I have table with bytea column, which is indexed (1)
I want to use index during pattern matching (eg. dir like someDirectoryName
|| '/%'), but concatenation of two strings cause error (2)
So I have to use function convert_to (converting text to bytea), but this
has awful explain plan (3)
If I rewrite string concatenation to just one string (4) query plan is
optimal
I found workaround (5), but still it looks like convert_to is causing full
table scan where it should not


(1) # \d paths
Table "paths"
    Column     |            Type             |                     Modifiers

---------------+-----------------------------+------------------------------
----------------------
 dev_id        | bigint                      | not null
 valid_to      | bigint                      | not null default
9223372036854775807::bigint
 name          | character varying(300)      | not null
 dir           | bytea                       | not null
Indexes:
    "paths_dev_id_key" UNIQUE, btree (dev_id, dir, name, valid_to)


(2) # explain select * from paths p where p.dir like E'Multimedia/Videos' ||
E'/%' and p.dev_id = 14 and p.valid_to >= 486629;
ERROR:  operator does not exist: bytea ~~ text
LINE 1: explain select * from paths p where p.dir like E'Multimedia/...
                                                  ^
HINT:  No operator matches the given name and argument type(s). You might
need to add explicit type casts.


(3) # explain select * from paths p where p.dir like
convert_to(E'Multimedia/Videos' || E'/%', 'UTF8') and p.dev_id = 14 and
p.valid_to >= 486629;
QUERY PLAN
----------------------------------------------------------------------------
-------------------------------------------
 Seq Scan on paths p  (cost=0.00..212065.54 rows=1 width=333)
   Filter: ((valid_to >= 486629) AND (dev_id = 14) AND (dir ~~
convert_to('Multimedia/Videos/%'::text, 'UTF8'::name)))
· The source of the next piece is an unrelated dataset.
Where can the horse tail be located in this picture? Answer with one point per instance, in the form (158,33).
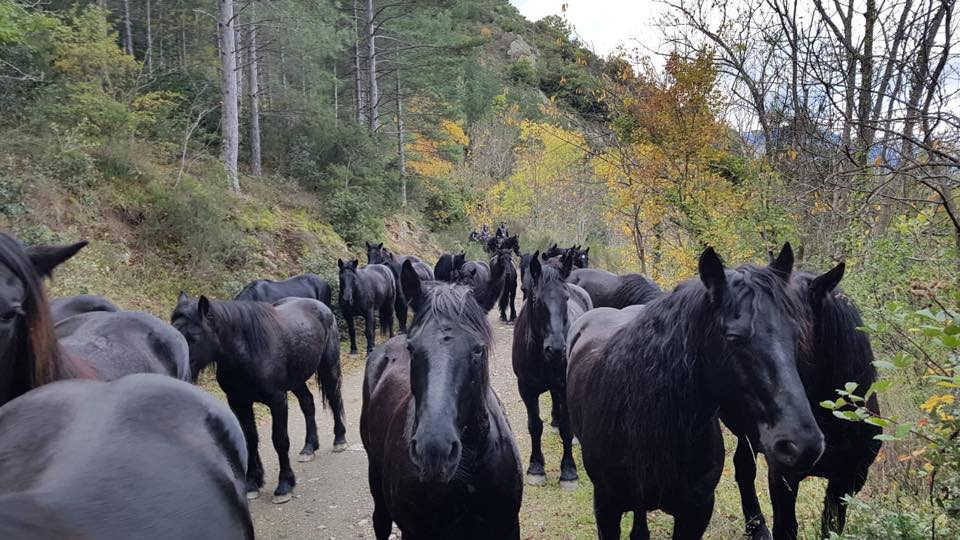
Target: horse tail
(636,289)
(4) # explain select * from paths p where p.dir like E'Multimedia/Videos/%'
and p.dev_id = 14 and p.valid_to >= 486629;
QUERY PLAN
----------------------------------------------------------------------------
-------------------------------------------------------------
 Index Scan using paths_dev_id_key on paths p  (cost=0.00..10.02 rows=1
width=333)
   Index Cond: ((dev_id = 14) AND (dir >= 'Multimedia/Videos/'::bytea) AND
(dir < 'Multimedia/Videos0'::bytea) AND (valid_to >= 486629))
   Filter: (dir ~~ 'Multimedia/Videos/%'::bytea)
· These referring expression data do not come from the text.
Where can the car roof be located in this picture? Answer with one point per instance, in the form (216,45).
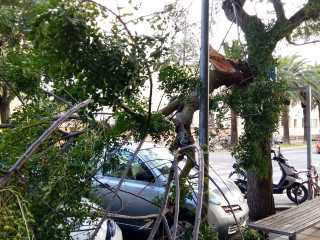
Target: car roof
(146,145)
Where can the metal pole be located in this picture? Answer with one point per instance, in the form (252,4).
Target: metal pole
(204,104)
(308,123)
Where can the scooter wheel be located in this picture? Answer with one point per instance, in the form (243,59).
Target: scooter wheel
(298,190)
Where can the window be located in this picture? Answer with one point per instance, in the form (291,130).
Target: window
(117,166)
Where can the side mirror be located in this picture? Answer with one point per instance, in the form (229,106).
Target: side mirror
(144,176)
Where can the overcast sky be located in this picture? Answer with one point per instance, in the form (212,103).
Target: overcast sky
(222,24)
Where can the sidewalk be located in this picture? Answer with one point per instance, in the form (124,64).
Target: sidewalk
(282,202)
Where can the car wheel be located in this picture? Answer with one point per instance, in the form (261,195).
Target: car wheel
(302,193)
(185,227)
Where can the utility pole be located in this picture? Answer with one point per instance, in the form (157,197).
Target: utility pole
(204,104)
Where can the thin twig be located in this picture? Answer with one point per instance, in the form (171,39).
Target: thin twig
(7,125)
(57,97)
(108,159)
(10,86)
(44,202)
(39,141)
(301,44)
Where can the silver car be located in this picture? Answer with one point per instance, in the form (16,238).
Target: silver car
(147,179)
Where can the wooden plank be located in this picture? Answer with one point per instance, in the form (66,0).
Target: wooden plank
(292,220)
(299,220)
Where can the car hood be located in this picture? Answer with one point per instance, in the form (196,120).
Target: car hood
(228,191)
(5) # explain select * from paths p where p.dir like
E'Multimedia/Videos'::bytea || E'/%'::bytea and p.dev_id = 14 and p.valid_to
>= 486629;
QUERY PLAN
----------------------------------------------------------------------------
-------------------------------------------------------------
 Index Scan using paths_dev_id_key on paths p  (cost=0.00..10.02 rows=1
width=333)
   Index Cond: ((dev_id = 14) AND (dir >= 'Multimedia/Videos/'::bytea) AND
(dir < 'Multimedia/Videos0'::bytea) AND (valid_to >= 486629))
   Filter: (dir ~~ 'Multimedia/Videos/%'::bytea)
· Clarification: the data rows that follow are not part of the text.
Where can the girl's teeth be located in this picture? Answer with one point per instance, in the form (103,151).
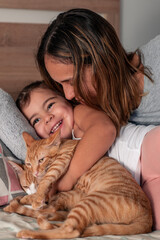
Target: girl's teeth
(56,126)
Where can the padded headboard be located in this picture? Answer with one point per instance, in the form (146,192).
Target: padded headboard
(19,41)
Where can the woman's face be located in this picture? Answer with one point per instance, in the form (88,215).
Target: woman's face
(63,73)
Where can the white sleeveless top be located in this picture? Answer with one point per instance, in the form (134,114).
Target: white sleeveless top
(127,147)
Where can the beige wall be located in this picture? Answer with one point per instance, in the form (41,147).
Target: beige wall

Re: BUG #5126: convert_to preventing index scan

From
Peter Eisentraut
Date:
On Mon, 2009-10-19 at 11:05 +0000, Roman Kapusta wrote:
> I have table with bytea column, which is indexed (1)
> I want to use index during pattern matching (eg. dir like
> someDirectoryName
> || '/%'), but concatenation of two strings cause error (2)
> So I have to use function convert_to (converting text to bytea), but
> this
> has awful explain plan (3)

You haven't told us how the convert_to function is defined.

Re: BUG #5126: convert_to preventing index scan

From
Andrew Gierth
Date:
>>>>> "Peter" == Peter Eisentraut <peter_e@gmx.net> writes:

 >> I have table with bytea column, which is indexed (1)
 >> I want to use index during pattern matching (eg. dir like
 >> someDirectoryName
 >> || '/%'), but concatenation of two strings cause error (2)
 >> So I have to use function convert_to (converting text to bytea), but
 >> this
 >> has awful explain plan (3)

 Peter> You haven't told us how the convert_to function is defined.

convert_to is a builtin function. If there's a bug here, it's that
convert_to is defined as stable rather than immutable. (Sure it depends
on server_encoding, but that can't exactly change... if there's any
other reason why it's not immutable, I can't think what it is.)

Example (5) from the original message is the correct approach in any
case; as long as either operand of the || is explicitly passed as, or
cast to, a bytea, then it should work.

--
Andrew (irc:RhodiumToad)

Re: BUG #5126: convert_to preventing index scan

From
Tom Lane
Date:
Andrew Gierth <andrew@tao11.riddles.org.uk> writes:
>  Peter> You haven't told us how the convert_to function is defined.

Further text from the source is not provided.